The third algorithm was any-duration cough followed by GeneXpert/AFB swab microscopy, and with this algorithm we found 16%, more than one study in the same area across all ages, as 4.5% of PTB cases. This difference shows that GeneXpert provides more results in children with an indicative CXR score and is important in this age group. Chest X-ray was performed in 399/438 (91%), making it the most commonly used screening modality in this study. All chest radiographs were frontal (AP). Approximately 55/399 (13.78%) had evidence of tuberculosis on chest X-ray. Diagnosis was based on a cough screening algorithm followed by chest X-ray. Also, the algorithms required fewer modifications to be sentence specific. Thus, if a facility has an X-ray machine and a radiologist, this can be incorporated into the routine standard of care. As recommended by the World Health Organization, CXR screening is a good healthcare choice because it reduces costs and logistical challenges compared tocommunity-active case searches. Of 270/438 (61.6%),GeneXpert MTB/Ref gastric lavages were performed, of which 32 were positive, with a percentage positive of 11.8th %. Only 51 children had an AFB smear, of which 2 were positive with a positivity rate of 2/51 (3.9%).The use of cough screening algorithms followed by a chest x-ray followed by a GeneXpert sputum test resulted in 21% more cases of PTB than a chest x-ray alone (clinical) 13.78%. This result supports the recommendation to use GeneXpert as the first diagnostic test at the point-of-care [31, 32] over conventional tests due to its rapidity and sensitivity to diagnostic tests. resistant to TB. The use of cough screening was helpful in the COVID-19 time as TB services were compromised [33–35].

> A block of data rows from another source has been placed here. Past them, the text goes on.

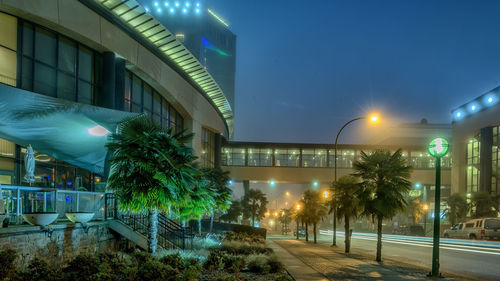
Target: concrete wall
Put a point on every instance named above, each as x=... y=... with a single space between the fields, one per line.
x=66 y=241
x=462 y=131
x=75 y=20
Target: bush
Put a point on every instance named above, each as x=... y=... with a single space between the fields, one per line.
x=233 y=264
x=39 y=270
x=174 y=260
x=258 y=264
x=82 y=268
x=214 y=261
x=191 y=273
x=7 y=267
x=275 y=264
x=154 y=270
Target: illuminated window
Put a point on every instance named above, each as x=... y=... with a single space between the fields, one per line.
x=8 y=48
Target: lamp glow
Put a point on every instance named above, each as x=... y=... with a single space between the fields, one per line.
x=97 y=131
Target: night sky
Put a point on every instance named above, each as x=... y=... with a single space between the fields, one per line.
x=306 y=67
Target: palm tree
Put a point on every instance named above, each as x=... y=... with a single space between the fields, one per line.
x=151 y=169
x=254 y=205
x=347 y=203
x=314 y=210
x=385 y=183
x=457 y=208
x=218 y=181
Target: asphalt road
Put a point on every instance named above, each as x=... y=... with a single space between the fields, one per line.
x=474 y=259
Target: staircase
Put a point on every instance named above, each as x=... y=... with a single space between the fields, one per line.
x=134 y=227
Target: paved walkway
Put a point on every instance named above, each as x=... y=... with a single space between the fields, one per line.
x=311 y=262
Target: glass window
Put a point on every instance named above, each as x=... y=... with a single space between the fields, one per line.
x=67 y=55
x=8 y=31
x=85 y=64
x=66 y=86
x=136 y=95
x=45 y=80
x=45 y=42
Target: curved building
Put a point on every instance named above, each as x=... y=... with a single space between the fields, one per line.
x=71 y=70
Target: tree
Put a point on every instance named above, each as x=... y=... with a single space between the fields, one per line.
x=151 y=169
x=482 y=205
x=385 y=183
x=218 y=181
x=233 y=213
x=457 y=208
x=347 y=202
x=254 y=205
x=314 y=210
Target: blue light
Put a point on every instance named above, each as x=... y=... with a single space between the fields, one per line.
x=473 y=107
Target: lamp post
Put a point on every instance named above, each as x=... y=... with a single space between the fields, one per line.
x=437 y=149
x=297 y=219
x=372 y=118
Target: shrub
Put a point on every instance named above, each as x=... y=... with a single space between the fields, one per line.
x=233 y=264
x=7 y=267
x=275 y=264
x=214 y=261
x=191 y=273
x=258 y=264
x=154 y=270
x=174 y=260
x=82 y=268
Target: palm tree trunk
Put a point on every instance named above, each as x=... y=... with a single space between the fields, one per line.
x=307 y=232
x=314 y=232
x=379 y=239
x=152 y=231
x=347 y=235
x=211 y=221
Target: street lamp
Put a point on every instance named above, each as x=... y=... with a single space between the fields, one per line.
x=437 y=149
x=373 y=118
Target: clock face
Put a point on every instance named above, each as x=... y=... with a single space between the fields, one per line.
x=438 y=147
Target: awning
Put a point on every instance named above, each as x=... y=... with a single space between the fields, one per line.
x=57 y=127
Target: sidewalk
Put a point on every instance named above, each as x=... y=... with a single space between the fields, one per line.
x=308 y=261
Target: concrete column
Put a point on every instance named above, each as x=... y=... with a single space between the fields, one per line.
x=246 y=187
x=119 y=84
x=218 y=150
x=108 y=80
x=486 y=141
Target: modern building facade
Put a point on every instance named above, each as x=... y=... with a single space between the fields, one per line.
x=72 y=70
x=205 y=34
x=476 y=144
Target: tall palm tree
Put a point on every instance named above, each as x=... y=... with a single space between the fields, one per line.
x=385 y=184
x=218 y=181
x=347 y=202
x=151 y=169
x=314 y=210
x=254 y=205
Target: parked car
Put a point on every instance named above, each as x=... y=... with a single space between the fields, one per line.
x=485 y=228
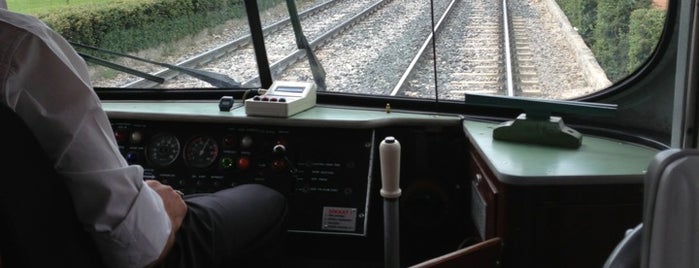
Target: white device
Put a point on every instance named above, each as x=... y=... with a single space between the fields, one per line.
x=283 y=99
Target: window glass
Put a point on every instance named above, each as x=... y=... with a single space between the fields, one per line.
x=440 y=49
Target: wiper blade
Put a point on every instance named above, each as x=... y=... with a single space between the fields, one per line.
x=122 y=68
x=302 y=43
x=215 y=79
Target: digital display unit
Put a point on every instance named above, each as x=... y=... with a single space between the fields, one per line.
x=283 y=99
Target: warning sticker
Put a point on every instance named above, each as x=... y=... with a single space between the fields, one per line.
x=339 y=219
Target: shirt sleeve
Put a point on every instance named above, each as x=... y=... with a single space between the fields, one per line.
x=47 y=85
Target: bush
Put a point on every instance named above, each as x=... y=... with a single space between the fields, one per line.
x=645 y=28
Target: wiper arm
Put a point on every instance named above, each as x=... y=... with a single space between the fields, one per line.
x=215 y=79
x=302 y=43
x=122 y=68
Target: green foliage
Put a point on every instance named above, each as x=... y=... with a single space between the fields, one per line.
x=129 y=26
x=645 y=28
x=582 y=15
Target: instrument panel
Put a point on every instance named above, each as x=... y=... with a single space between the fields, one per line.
x=325 y=173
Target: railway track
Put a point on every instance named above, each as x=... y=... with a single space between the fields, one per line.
x=490 y=58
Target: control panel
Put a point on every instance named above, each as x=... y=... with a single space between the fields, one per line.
x=325 y=173
x=283 y=99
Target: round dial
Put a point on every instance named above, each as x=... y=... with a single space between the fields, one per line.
x=201 y=152
x=162 y=149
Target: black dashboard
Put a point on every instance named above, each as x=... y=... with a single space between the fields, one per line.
x=329 y=174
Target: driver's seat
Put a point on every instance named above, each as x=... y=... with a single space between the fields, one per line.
x=38 y=225
x=669 y=234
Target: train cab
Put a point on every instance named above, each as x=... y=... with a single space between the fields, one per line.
x=402 y=133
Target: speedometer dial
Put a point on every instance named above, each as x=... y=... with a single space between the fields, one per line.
x=163 y=149
x=201 y=152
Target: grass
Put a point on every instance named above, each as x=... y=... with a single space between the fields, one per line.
x=43 y=6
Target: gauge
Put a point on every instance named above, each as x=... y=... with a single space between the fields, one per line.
x=201 y=152
x=163 y=149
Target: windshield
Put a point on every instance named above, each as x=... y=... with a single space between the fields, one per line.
x=440 y=49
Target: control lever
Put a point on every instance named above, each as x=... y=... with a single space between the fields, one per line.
x=389 y=154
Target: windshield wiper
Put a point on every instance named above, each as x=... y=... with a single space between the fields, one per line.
x=302 y=43
x=122 y=68
x=215 y=79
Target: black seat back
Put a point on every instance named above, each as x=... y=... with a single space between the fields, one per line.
x=38 y=224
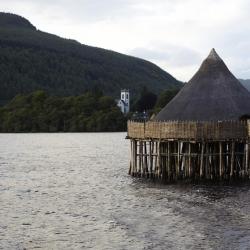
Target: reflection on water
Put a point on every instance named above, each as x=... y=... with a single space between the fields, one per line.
x=72 y=191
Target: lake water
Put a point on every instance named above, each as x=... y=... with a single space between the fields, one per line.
x=72 y=191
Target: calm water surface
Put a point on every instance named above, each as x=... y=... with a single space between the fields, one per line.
x=72 y=191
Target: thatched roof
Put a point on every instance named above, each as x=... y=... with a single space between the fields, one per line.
x=213 y=94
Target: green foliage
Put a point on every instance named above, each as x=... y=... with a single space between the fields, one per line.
x=146 y=101
x=32 y=60
x=164 y=98
x=39 y=112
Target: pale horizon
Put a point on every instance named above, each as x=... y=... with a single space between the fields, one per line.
x=177 y=36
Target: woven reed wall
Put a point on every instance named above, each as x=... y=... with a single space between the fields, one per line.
x=189 y=130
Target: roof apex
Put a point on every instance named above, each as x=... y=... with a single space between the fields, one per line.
x=213 y=55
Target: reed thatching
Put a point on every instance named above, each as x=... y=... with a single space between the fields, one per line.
x=189 y=130
x=213 y=94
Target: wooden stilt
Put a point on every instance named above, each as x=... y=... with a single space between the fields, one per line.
x=232 y=159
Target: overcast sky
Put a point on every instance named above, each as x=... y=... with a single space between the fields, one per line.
x=174 y=34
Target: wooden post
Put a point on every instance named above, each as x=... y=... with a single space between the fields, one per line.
x=178 y=160
x=232 y=159
x=159 y=158
x=220 y=160
x=168 y=162
x=247 y=158
x=131 y=157
x=202 y=157
x=189 y=160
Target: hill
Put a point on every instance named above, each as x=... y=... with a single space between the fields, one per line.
x=245 y=83
x=33 y=60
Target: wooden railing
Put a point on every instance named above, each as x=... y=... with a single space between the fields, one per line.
x=214 y=130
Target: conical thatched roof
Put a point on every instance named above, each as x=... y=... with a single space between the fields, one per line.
x=213 y=94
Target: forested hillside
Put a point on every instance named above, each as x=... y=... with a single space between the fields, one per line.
x=34 y=60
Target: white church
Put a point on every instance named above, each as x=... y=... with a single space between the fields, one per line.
x=123 y=103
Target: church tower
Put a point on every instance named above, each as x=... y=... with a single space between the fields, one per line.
x=125 y=99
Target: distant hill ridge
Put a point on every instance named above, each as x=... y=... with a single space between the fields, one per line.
x=34 y=60
x=245 y=83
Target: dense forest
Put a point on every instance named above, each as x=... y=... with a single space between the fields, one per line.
x=39 y=112
x=89 y=112
x=33 y=60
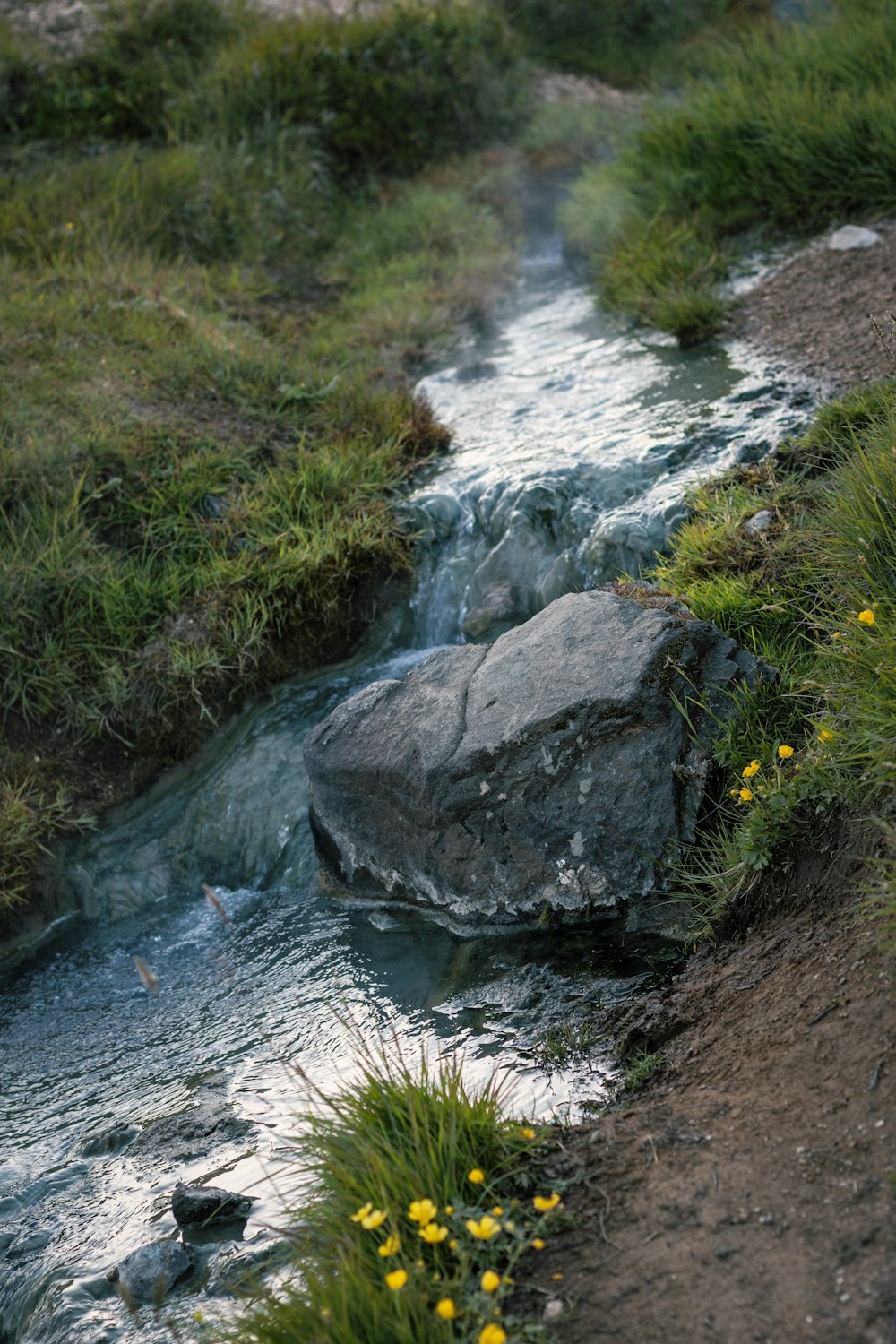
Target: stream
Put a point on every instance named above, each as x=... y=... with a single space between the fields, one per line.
x=575 y=438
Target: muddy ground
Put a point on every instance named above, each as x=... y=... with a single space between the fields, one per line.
x=745 y=1193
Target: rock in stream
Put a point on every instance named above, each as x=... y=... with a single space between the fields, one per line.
x=551 y=771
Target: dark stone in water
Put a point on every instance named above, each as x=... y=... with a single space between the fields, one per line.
x=182 y=1139
x=548 y=773
x=206 y=1204
x=151 y=1271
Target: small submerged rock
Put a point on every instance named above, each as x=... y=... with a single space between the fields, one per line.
x=182 y=1139
x=204 y=1204
x=151 y=1271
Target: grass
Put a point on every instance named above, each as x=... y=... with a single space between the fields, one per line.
x=786 y=131
x=813 y=596
x=426 y=1202
x=209 y=335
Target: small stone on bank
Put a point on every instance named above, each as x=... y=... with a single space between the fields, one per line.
x=850 y=237
x=761 y=521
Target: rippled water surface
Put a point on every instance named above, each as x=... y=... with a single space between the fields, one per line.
x=575 y=438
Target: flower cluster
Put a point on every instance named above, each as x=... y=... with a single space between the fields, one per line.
x=470 y=1249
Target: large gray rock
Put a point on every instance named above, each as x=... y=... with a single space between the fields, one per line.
x=150 y=1271
x=548 y=771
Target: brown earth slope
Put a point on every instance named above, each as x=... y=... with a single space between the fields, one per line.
x=747 y=1193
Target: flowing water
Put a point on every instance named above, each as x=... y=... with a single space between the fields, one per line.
x=575 y=437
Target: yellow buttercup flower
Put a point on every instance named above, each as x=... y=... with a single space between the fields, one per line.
x=422 y=1211
x=485 y=1228
x=544 y=1203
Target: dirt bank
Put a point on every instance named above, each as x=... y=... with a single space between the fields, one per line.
x=815 y=312
x=745 y=1193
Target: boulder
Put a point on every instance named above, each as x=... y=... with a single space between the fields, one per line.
x=204 y=1204
x=150 y=1271
x=548 y=773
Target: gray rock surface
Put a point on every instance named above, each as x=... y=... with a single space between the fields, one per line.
x=151 y=1271
x=548 y=771
x=204 y=1204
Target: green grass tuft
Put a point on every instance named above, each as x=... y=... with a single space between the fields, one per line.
x=814 y=596
x=398 y=1136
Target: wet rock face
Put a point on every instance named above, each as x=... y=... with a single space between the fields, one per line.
x=151 y=1271
x=204 y=1204
x=551 y=769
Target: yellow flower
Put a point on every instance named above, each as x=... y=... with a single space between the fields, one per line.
x=422 y=1211
x=544 y=1203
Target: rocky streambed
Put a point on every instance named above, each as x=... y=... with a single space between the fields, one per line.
x=210 y=960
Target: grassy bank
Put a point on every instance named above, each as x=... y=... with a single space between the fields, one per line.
x=788 y=131
x=212 y=306
x=813 y=594
x=429 y=1202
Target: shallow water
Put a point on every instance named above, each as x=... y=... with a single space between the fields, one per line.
x=575 y=435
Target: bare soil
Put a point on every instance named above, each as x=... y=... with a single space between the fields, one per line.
x=745 y=1193
x=817 y=311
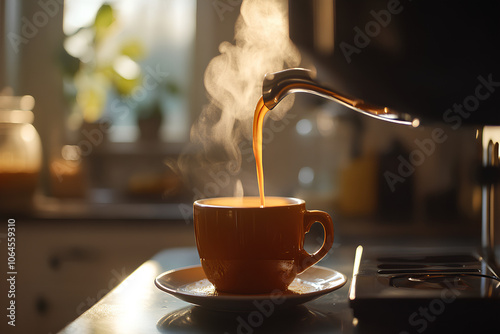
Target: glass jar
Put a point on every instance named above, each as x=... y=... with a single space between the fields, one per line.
x=20 y=157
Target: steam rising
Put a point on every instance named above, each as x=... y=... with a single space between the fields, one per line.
x=233 y=81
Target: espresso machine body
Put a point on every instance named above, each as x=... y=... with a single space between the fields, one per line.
x=435 y=60
x=438 y=61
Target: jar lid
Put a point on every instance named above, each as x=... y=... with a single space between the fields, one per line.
x=16 y=116
x=25 y=102
x=16 y=109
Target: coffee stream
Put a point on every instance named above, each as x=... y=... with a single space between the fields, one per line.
x=258 y=120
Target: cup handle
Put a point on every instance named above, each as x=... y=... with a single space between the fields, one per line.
x=310 y=217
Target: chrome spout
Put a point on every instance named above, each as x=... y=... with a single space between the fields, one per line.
x=277 y=85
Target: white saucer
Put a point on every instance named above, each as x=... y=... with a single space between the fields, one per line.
x=191 y=285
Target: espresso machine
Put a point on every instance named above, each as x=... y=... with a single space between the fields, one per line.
x=415 y=63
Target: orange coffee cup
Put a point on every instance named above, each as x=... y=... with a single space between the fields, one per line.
x=248 y=249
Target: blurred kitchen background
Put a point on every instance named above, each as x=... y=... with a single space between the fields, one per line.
x=117 y=86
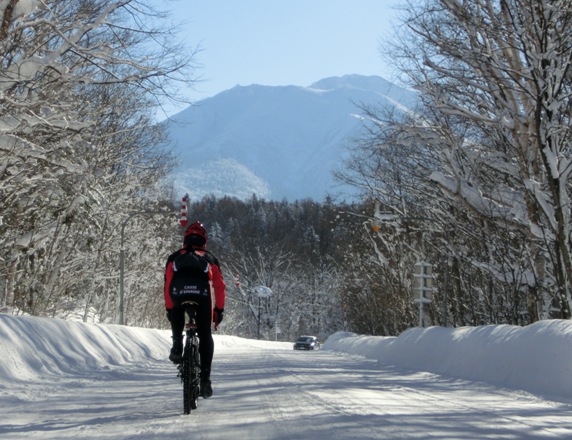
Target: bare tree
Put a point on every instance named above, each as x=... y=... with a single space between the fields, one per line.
x=494 y=78
x=79 y=147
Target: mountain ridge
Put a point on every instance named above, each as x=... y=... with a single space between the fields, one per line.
x=277 y=142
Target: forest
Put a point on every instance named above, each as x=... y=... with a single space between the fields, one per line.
x=475 y=183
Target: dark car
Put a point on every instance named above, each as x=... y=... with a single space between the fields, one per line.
x=307 y=343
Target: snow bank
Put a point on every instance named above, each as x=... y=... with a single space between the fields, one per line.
x=32 y=347
x=536 y=358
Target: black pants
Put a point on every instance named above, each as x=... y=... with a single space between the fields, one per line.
x=206 y=343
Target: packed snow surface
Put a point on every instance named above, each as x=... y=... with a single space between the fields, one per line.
x=64 y=379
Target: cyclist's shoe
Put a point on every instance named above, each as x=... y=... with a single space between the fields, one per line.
x=206 y=389
x=175 y=357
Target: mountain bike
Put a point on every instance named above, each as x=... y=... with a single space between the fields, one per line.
x=190 y=366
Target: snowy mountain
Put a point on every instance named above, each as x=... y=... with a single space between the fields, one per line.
x=275 y=142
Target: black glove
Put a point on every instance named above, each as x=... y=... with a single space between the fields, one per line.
x=192 y=260
x=218 y=315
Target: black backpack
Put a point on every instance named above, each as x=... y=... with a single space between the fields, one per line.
x=189 y=284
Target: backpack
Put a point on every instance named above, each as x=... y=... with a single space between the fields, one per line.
x=189 y=284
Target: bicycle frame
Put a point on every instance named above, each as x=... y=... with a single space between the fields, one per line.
x=189 y=368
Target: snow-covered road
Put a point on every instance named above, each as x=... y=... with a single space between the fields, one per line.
x=269 y=391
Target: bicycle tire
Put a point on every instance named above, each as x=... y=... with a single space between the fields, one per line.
x=195 y=371
x=187 y=380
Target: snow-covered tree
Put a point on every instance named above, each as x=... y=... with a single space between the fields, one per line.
x=79 y=84
x=493 y=136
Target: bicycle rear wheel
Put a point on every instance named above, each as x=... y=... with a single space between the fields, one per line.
x=195 y=371
x=191 y=375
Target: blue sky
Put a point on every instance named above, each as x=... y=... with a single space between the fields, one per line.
x=282 y=42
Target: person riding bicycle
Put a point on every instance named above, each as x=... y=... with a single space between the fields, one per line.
x=199 y=272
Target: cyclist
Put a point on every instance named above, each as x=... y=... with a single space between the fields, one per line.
x=193 y=273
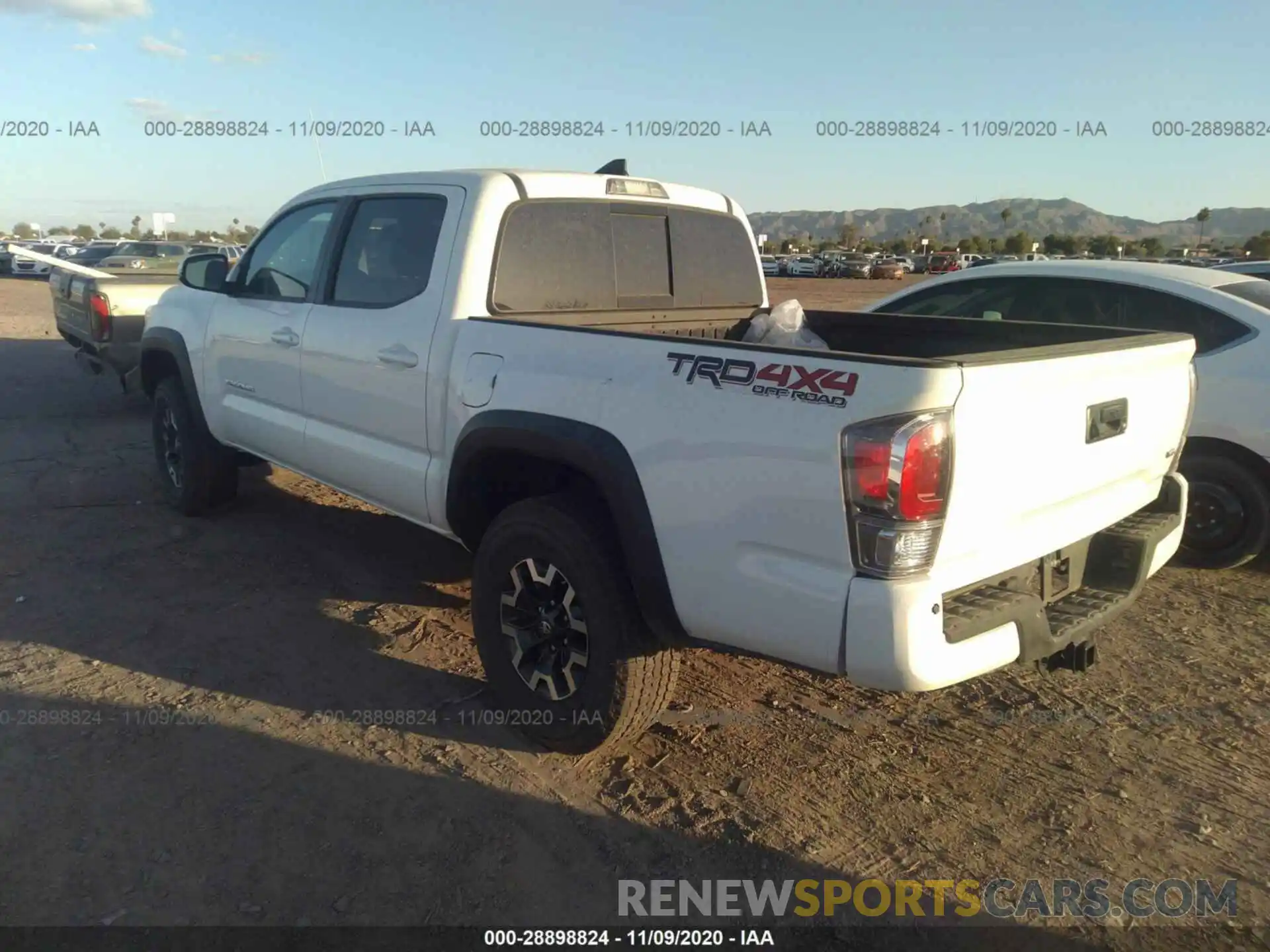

In this study, fever, weight loss, and TB contact history are highly associated with TB positivity rates in children. Differences in TB detection rates between countries such as Ethiopi a may be influenced by the prevalence of the HIV epidemic, overcrowding, differences in the sensitivity of laboratory diagnostic techniques, and variability in the effectiveness of preventive measures [36–40]. In current times where technologies are rapidly evolving to advance TB care and management [], such advanced technologies are are urgently needed to improve childhood TB case ditection. (Atehortúa et al., 2015; Hajizadeh et al., 2021).

Conclusion

Microbiological pulmonary TB detection in children is low compared to clinical and x ray detection despite advancement in modern rapid test, such as GeneXpert making clinical the most sensitive diagnostic method in children. Fever ,weight loss and TB contact history is the most important clinical features that must be emphasized during clinical screening of TB in children. Socio-demographic history is important in our setting during clinical diagnosis of TB in children and must be given attention. Use the algorithm of combined clinical and confirmatory tests can improve rate of PTB diagnosis in children. We recommend use of symptom screening followed by CXR and the confirm by GeneXpert where the tests are available to improve microbiological diagnosis of childhood tuberculosis using more sensitive and specific diagnostic technique. In clinically high-risk children use of Chest x ray only is a good choice at health facilities that reduces the logistic challenges of bacteriological confirmation and possible under diagnosis. AFB smear is less important in children compared with GeneXpert to confirm TB case in children and not recommended especially for younger children less than 5 years.

Acknowledgment

The authors are grateful to the Center for Innovative Drug Development and Therapeutic Trials for Africa (CDT-Africa), College of Health Sciences, Addis Ababa University, Ethiopia for providing technical support and managing the grant. The authors thank Haramaya University for supporting the execution of the project.

Funding

This work was funded by the European and Developing Countries Clinical Trials Partnership (EDCTP2) program supported by the European Union under grant number CSA2016S-1608. TM recived support from the Fogarty International Center and National Institute of Allergy and Infectious Diseases of the US National Institutes of Health under grant number D43TW009127. The content is solely the responsibility of the authors and does not necessarily represent the official views of the EDCTP or the US National Institutes of Health.

Footnotes

Additional Declarations: No competing interests reported.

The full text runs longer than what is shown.